The connection between IB and robustness is that IB explicitly encourages representations to discard nuisance variability while retaining task‑relevant information, which naturally mitigates sensitivity to distribution shifts. In the instruction‑tuning context, this is particularly desirable because multimodal inputs often contain spurious or modality‑specific noise (e.g., background clutter, token irregularities). Our theoretical analysis using the effective mutual information difference (EMID) further formalizes this intuition by showing that stronger compression yields a tighter bound on the train–test performance gap.
We would also like to note that we already discussed IB’s effectiveness beyond MLLMs in Related Work (L104–L117), citing applications in CNNs and other architectures where IB improves robustness under corruptions and domain shifts. Other explicit examples of IB to enhance robustness under distribution shifts include DIB [Dubois et al. 2020] and IIB [Li et al. 2022]. Our contribution is to bring this principle to autoregressive multimodal instruction tuning, where robustness under distribution shift has been largely unexplored, and to provide both theoretical justification and large‑scale empirical validation.
For this rebuttal, we further conducted an experiment on a ViT-Base ImageNet fine-tuning setup for image classification task with the same configuration adopted in Wortsman et al. 2022 (i.e. fine-tuning of a CLIP pre-trained ViT over 10 epochs on ImageNet).
| Fine-tune Loss | ImageNet (Clean) | ImageNet-C (Nine perturb. Avg) |
|---|---|---|
| Cross-Entropy | 81.14 | 54.31 |
| w/ Bottleneck | 81.52 | 56.19 |
We observe that information bottleneck is still beneficial to improve robustness on this unimodal image classification setup with a pure vision model.
W3: Vittle introduces 20% extra training time and 1.5% extra parameters compared to baseline. Concerning that in many benchmarks Vittle brings very limited performance gain, is it possible that the difference simply comes from the increase of the training time and parameters? I think it is necessary for the authors to clarify this problem.
We thank the reviewer for raising this important point. We agree that it's important to understand this more clearly.

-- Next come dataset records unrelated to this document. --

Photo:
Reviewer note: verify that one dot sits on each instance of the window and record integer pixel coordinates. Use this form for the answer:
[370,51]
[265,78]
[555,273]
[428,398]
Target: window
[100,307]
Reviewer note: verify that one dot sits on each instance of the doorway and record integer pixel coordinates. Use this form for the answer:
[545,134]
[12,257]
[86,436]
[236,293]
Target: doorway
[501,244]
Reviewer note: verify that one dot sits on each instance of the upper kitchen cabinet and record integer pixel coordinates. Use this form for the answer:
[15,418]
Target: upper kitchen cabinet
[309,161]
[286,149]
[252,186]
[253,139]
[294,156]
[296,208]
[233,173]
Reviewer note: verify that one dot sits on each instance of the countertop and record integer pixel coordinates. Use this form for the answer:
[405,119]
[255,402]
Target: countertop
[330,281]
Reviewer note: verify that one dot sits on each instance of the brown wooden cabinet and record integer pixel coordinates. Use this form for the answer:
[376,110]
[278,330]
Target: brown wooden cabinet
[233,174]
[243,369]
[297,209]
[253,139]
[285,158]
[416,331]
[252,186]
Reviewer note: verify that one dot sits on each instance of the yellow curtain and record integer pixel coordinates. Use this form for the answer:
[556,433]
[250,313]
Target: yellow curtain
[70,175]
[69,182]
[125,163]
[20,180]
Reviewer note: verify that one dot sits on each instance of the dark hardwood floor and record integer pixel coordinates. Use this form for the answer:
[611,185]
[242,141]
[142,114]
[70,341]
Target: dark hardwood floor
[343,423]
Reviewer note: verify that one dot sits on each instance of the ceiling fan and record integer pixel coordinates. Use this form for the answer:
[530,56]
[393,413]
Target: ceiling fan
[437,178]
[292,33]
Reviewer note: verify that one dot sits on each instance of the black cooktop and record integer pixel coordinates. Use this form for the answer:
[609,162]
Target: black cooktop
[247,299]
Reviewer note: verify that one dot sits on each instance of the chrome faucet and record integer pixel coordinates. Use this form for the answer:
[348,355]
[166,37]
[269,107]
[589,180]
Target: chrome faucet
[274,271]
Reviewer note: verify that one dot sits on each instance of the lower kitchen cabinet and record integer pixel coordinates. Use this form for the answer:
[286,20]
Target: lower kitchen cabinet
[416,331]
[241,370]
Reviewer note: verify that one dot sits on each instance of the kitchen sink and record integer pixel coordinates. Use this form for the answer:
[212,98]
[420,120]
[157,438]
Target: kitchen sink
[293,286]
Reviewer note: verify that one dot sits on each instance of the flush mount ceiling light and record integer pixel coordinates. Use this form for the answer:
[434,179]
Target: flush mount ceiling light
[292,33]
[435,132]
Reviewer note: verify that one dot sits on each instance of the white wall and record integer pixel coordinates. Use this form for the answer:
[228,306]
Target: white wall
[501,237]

First, the added parameter count is only 1.5%, localized to the bottleneck module, which is negligible compared to the 7B–13B LLM backbone; prior work shows such a small increase has no measurable effect on capacity. Second, we controlled for training time by conducting longer‑epoch baselines: extending baseline training by the same 20% brings no comparable robustness improvements to Vittle's improvements. Finally, our method preserves in‑distribution accuracy, unlike other regularization approaches with similar or higher cost (e.g., weight decay, information‑maximization baselines; Table 3 & Fig. 6).

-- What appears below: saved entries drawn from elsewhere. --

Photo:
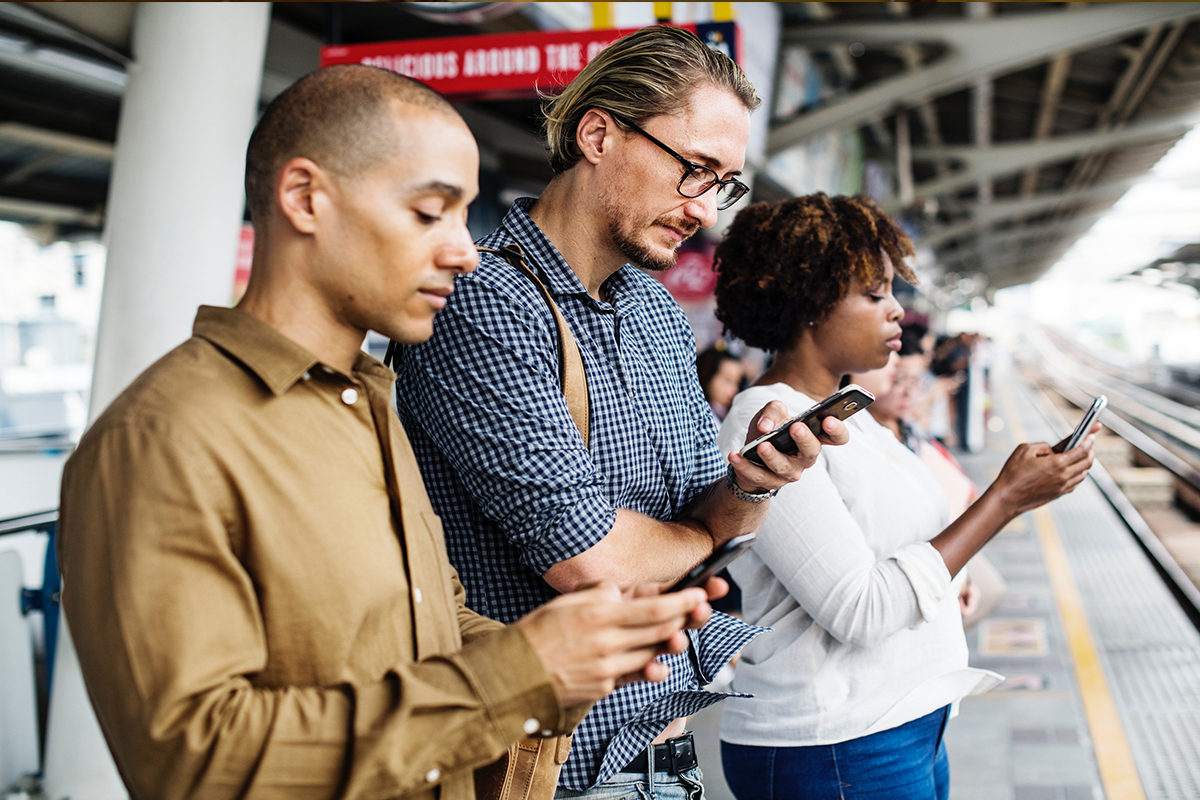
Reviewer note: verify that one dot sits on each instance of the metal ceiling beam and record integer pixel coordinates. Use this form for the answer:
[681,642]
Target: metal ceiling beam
[993,254]
[1001,210]
[1001,160]
[31,211]
[61,143]
[60,66]
[977,48]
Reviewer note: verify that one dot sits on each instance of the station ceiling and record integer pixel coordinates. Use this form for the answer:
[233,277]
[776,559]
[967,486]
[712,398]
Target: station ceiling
[1008,127]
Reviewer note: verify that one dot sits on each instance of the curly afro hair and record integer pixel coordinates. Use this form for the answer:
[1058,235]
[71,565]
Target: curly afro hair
[784,265]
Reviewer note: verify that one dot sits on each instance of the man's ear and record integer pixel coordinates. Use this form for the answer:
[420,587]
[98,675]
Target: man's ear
[297,184]
[594,134]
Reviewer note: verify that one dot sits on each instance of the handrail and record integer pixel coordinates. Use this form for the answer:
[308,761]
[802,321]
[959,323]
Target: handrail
[39,521]
[1179,583]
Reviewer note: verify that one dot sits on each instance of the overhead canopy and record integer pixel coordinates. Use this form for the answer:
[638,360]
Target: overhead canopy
[1011,126]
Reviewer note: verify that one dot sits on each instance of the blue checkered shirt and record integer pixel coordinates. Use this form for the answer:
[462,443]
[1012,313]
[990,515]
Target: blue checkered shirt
[516,488]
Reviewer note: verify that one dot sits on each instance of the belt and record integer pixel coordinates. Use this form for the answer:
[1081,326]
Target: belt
[673,756]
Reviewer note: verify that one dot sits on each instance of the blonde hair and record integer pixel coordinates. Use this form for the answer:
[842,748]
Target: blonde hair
[649,72]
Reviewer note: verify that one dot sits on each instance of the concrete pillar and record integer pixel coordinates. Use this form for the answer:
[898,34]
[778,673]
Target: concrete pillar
[173,221]
[175,200]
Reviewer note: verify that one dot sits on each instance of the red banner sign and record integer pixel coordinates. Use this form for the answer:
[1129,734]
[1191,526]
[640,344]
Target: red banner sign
[502,65]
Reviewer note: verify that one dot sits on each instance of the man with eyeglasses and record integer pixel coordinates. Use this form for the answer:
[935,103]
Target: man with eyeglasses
[646,145]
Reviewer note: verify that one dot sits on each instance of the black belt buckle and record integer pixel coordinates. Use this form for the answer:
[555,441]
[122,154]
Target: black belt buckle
[682,752]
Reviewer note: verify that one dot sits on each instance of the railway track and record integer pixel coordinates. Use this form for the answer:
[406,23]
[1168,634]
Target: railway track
[1163,429]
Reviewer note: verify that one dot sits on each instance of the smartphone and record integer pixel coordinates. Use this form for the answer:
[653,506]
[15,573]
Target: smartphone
[1085,425]
[721,558]
[841,404]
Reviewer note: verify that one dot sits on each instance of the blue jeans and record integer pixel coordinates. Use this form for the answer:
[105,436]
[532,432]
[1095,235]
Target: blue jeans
[905,763]
[640,786]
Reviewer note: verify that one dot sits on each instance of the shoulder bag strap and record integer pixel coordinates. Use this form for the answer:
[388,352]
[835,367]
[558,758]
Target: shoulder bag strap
[571,378]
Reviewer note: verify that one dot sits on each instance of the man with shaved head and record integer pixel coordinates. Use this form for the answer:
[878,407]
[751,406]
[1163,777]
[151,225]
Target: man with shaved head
[256,581]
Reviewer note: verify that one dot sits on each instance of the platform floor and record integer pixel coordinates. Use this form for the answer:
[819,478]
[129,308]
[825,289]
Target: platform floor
[1103,692]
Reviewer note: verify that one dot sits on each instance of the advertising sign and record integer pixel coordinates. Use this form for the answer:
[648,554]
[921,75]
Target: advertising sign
[503,65]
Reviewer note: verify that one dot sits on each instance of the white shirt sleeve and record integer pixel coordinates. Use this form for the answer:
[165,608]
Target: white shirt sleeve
[816,549]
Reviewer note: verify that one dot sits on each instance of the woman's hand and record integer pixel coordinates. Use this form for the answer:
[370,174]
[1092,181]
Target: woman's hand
[1035,474]
[781,469]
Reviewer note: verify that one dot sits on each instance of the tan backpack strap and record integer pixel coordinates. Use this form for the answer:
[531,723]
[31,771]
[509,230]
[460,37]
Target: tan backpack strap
[573,380]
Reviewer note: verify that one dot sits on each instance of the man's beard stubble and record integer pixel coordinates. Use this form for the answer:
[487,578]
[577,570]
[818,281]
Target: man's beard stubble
[637,253]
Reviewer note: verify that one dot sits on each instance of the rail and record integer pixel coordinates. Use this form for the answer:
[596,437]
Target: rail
[1065,382]
[40,521]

| Epoch | Method | POPE V Shift |
|---|---|---|
| 1 | Baseline | 83.38 |
| 1.2 (20% longer) | Baseline | 84.17 |
| 1 | Vittle (F) | 84.74 |
Thus, the observed robustness improvements arise from the information‑theoretic bottleneck regularization introduced by Vittle, not from marginal increases in parameters or training time. We will clarify this in the revision.
Reference
- Dubois et al. 2020, Learning Optimal Representations with the Decodable Information Bottleneck
- Li et al. 2022, Invariant Information Bottleneck for Domain Generalization
- Wortsman et al. 2022, Robust fine-tuning of zero-shot models
Dear Reviewer haEx,
Thank you again for your productive review. We have prepared a response to address the points that you raised, and are wondering whether your concerns are addressed. We appreciate your time commitment and consideration again!
Best regards,
The authors
Thanks for the rebuttal. The experiments in W2 and W3 are convincing. I will keep my score.

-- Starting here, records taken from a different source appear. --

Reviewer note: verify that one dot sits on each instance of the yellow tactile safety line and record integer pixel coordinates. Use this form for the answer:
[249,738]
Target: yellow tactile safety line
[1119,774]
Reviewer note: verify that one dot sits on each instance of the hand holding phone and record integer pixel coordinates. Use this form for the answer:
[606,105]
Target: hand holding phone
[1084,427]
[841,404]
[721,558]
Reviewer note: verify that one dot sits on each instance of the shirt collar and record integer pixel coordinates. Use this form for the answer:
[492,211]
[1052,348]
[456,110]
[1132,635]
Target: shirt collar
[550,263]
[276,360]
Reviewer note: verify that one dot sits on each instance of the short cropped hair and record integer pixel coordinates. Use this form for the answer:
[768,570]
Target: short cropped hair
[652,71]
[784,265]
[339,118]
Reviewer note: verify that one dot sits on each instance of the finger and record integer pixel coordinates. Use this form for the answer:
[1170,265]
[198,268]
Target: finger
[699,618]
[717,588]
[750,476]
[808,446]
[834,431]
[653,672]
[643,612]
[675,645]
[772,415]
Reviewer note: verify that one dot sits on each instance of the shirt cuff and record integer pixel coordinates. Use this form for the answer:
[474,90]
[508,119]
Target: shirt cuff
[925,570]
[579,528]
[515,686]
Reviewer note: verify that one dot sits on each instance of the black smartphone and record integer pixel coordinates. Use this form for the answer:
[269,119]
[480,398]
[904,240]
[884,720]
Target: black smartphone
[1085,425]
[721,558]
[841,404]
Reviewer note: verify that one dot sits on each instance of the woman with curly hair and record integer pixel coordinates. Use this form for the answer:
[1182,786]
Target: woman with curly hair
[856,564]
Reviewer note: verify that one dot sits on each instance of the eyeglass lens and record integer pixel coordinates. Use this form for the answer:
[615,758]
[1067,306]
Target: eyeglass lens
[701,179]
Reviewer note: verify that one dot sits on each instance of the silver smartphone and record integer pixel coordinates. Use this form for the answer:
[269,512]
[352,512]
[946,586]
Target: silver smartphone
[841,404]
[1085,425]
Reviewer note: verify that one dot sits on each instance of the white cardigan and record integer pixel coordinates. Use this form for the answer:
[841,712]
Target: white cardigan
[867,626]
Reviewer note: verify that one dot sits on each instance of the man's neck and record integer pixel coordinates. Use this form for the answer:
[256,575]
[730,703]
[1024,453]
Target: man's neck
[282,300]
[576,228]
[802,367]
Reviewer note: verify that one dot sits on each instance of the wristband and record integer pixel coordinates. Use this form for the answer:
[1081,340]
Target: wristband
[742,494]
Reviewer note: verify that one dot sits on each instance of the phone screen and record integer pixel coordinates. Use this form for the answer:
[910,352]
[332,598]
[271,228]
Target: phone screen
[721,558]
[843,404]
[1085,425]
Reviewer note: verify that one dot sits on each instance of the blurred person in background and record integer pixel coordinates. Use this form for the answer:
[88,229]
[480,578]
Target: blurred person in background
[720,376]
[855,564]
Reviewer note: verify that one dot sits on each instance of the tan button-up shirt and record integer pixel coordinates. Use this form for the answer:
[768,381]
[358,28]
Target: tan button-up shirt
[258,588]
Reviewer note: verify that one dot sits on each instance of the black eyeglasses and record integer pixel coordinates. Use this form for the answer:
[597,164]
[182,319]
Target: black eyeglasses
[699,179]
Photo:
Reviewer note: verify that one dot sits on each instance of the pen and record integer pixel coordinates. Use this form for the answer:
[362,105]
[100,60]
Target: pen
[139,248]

This paper proposes a new approach, called Visual Instruction Bottleneck Tuning, to improve the robustness of multimodal large language models under distribution shifts. Instead of scaling data or model, they apply the Information Bottleneck (IB) principle to encourage the model to learn minimal sufficient representations. They derive a novel variational lower bound for the IB objective tailored for MLLMs, and instantiate it as a simple bottleneck layer inserted into the LLM backbone. They test Vittle on 45 datasets, showing consistent gains on various perturbation and long-tail settings, while maintaining strong performance on standard benchmarks.
优缺点分析
Strengths
-
The paper addresses a very practical and important problem, i.e., the robustness of MLLMs under distribution shifts. Although there exists several research works on this domain, it is still largely under-explored to me.
-
The idea to integrate IB principle into end-to-end instruction tuning for large-scale MLLMs is novel and well motivated.
-
I appreciate the theoretical analysis, especially how they connect their IB objective to EMID robustness metric.
-
Experiments are very extensive, covering various types of distribution shifts and several long-tail benchmarks. The improvements are quite consistent
-
The implementation is lightweight, only adds ~1.5% parameters, with nearly unchanged inference cost.
Weakness
-
The method requires tuning hyperparameters like α. It is unclear how sensitive final performance is to this.
-
The paper focuses mainly on visual QA tasks. It is interesting to see whether the same approach can benefit more realistic tasks like agentic tasks.
问题
-
Did you try applying Vittle on purely language tasks (without images)? Will the IB principle still help for textual instruction tuning?
-
How stable are your results across different random seeds? Given that sampling is used in bottleneck, is variance significant?
-
Could you share intuition why the fixed standard Gaussian prior Vittle(F) sometimes works better under perturbations than the learnable prior?
局限性
N/A
最终评判理由
Most of my concerns are addressed. I will keep my previous score.
格式问题
N/A
The authors sincerely appreciate your comments and are happy to hear that you find a couple of strengths in our work! We provide a response to the pointed out weaknesses (W) and questions (Q) item by item.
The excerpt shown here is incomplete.